Thompson also predicted that even in patients with a confirmed infection who weren’t hospitalized, prior COVID-19 may be considered a CVD risk factor down the road, given all the unknowns. Sorting out cardiac symptoms from lasting pulmonary effects will also be difficult, he noted, not only for physicians but for patients who assume the long-lasting lethargy often reported among survivors relates to their lungs, not other organ or vascular system damage, or is due to chronic pressure exerted by damaged lungs on the heart and other organs over time. All of this, Thompson said, should be “disentangled” over longer-term follow-up rather than fixing too closely on one organ system. “The heart's a part of this, not just the lungs, as are the kidneys, as is the liver, as is the brain—heck, all of the vascular system for that matter,” he said.  

Acute Considerations

Prior work has established that one-third of hospitalized patients with COVID-19 have troponin elevations and that outcomes are worse in patients with a positive test. While the biomarker is sensitive enough to pick up systemic challenges like hypoxia, hypotension, shock, and sepsis, more often than not a positive result points to some kind of myocardial injury. Moreover, noted Knight, prior research has already established that elevated troponin in other settings portends worse outcomes. For Kotecha and Knight, the findings from their MRI paper reinforce the message that troponin elevations always need to be taken seriously in the context of COVID-19—a point also made in a recent review. What to do about that troponin signal depends on the patient.

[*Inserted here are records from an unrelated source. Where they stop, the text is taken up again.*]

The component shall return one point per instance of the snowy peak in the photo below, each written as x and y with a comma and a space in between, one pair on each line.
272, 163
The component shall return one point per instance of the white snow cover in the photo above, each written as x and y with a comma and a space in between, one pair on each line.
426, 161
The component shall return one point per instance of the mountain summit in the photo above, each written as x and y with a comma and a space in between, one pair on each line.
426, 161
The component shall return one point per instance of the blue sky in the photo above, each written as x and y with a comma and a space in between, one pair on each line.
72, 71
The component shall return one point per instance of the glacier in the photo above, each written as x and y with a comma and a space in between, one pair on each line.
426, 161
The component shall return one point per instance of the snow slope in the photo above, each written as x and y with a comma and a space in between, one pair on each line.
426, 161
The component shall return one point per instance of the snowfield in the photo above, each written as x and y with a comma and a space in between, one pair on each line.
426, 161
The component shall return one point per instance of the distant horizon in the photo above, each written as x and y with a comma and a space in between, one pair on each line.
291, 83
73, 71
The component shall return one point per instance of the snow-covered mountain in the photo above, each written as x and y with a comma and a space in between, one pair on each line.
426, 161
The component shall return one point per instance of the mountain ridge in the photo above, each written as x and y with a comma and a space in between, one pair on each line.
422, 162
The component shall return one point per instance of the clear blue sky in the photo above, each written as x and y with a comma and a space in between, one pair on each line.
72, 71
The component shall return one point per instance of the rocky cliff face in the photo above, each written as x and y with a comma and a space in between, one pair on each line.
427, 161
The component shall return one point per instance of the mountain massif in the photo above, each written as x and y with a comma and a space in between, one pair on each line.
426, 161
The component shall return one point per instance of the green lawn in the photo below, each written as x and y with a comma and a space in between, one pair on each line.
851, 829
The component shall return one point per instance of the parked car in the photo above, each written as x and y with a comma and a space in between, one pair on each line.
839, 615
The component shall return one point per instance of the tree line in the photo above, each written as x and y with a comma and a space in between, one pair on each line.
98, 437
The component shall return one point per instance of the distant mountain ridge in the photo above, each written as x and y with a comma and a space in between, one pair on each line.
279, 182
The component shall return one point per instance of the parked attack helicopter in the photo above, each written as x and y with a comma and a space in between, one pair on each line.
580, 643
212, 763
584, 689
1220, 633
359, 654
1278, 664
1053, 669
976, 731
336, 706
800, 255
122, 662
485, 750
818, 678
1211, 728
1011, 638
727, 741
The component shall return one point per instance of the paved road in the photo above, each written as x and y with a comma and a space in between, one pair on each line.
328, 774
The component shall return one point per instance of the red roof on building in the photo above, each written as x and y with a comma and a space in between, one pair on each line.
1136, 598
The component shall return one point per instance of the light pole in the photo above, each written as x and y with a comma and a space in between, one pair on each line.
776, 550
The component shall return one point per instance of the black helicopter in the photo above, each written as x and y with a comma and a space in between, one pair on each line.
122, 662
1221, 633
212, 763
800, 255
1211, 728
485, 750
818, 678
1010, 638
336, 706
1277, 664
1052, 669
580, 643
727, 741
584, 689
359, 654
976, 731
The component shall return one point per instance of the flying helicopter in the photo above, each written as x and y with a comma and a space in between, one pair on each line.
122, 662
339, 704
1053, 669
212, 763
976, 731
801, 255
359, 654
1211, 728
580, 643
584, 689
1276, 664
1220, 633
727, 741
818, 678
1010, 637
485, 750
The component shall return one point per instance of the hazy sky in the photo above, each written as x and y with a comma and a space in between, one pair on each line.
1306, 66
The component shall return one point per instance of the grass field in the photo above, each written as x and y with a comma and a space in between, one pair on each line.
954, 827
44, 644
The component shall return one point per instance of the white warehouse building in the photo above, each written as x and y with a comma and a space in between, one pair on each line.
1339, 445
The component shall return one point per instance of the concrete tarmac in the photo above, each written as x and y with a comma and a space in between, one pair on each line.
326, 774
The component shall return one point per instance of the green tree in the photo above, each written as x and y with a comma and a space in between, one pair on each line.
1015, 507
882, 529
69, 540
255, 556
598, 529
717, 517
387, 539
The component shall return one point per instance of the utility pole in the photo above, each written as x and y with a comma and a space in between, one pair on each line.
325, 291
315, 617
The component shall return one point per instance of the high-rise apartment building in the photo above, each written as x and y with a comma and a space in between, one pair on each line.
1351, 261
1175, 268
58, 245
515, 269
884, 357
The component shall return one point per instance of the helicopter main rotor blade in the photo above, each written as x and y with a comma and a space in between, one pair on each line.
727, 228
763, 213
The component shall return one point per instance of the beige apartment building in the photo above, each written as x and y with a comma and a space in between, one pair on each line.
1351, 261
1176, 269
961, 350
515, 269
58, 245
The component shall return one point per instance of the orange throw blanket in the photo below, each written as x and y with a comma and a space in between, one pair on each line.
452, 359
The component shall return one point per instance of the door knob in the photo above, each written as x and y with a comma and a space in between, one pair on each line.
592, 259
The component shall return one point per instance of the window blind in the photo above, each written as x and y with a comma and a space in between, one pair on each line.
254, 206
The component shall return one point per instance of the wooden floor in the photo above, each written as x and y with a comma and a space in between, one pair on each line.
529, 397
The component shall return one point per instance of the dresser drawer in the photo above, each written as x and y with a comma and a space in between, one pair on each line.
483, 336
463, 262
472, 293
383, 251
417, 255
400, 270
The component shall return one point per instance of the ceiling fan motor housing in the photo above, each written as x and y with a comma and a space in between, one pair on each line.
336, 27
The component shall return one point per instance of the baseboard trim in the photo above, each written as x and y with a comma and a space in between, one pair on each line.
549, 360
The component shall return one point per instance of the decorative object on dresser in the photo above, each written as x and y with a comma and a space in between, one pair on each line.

Do these hearts kind of just bounce back and do better as opposed to maybe other organs that would scar down or have more chronic problems? Craig Thompson

“There's a group of patients who have got what I would probably call uncomplicated COVID with a troponin rise: their COVID illness is relatively mild, they’ll get over it, and then they’re ready to go home,” Kotecha said. “Those are the sorts of patients that probably should have a convalescent MRI to work out what the mechanism of the injury was. And then you've got a second group who are more critically unwell in hospital, and there I think echo is probably the tool that's most widely available in that setting. [It also] allows you to get a hint of whether there was a regional wall motion abnormality and if so, that's pointing towards an acute coronary problem, then you're heading towards angiography and cath lab.”

Dweck, too, stressed that properly investigating cardiac complications during the acute phase, despite all of the other patient- and hospital-level factors complicating care, can have a marked impact on patient survival, even in the short term.

“Certainly at the beginning of the pandemic, there was a lot of concern about whether we should be doing echo in anyone, because of the risk of transmitting the virus and eating up masks and [personal protective equipment],” Dweck said. “But in selected patient groups it is a useful test that can lead to an important change in their care.”

In the study he led, echo scans led to changes in management in one in three patients. “These decisions about how much fluid do I give, do I give inotropes? Do I give more diuretics? All these questions are key to getting patients better, and that's long before you start thinking about heart failure treatments,” such as ACE inhibitors, beta-blockers, extracorporeal membrane oxygenation, and the like, over the long term.

As for any insights into longer-term damage to the heart, Greenwood hopes to have his nationwide study wrapped up within the year. “It's very difficult to make predictions,” he said. “I suspect the patients with the most cardiac involvement will have the most persistent, lasting damage and the implications of that, whether they suffer in the future from heart failure problems or arrhythmia problems, this is all to be worked out.”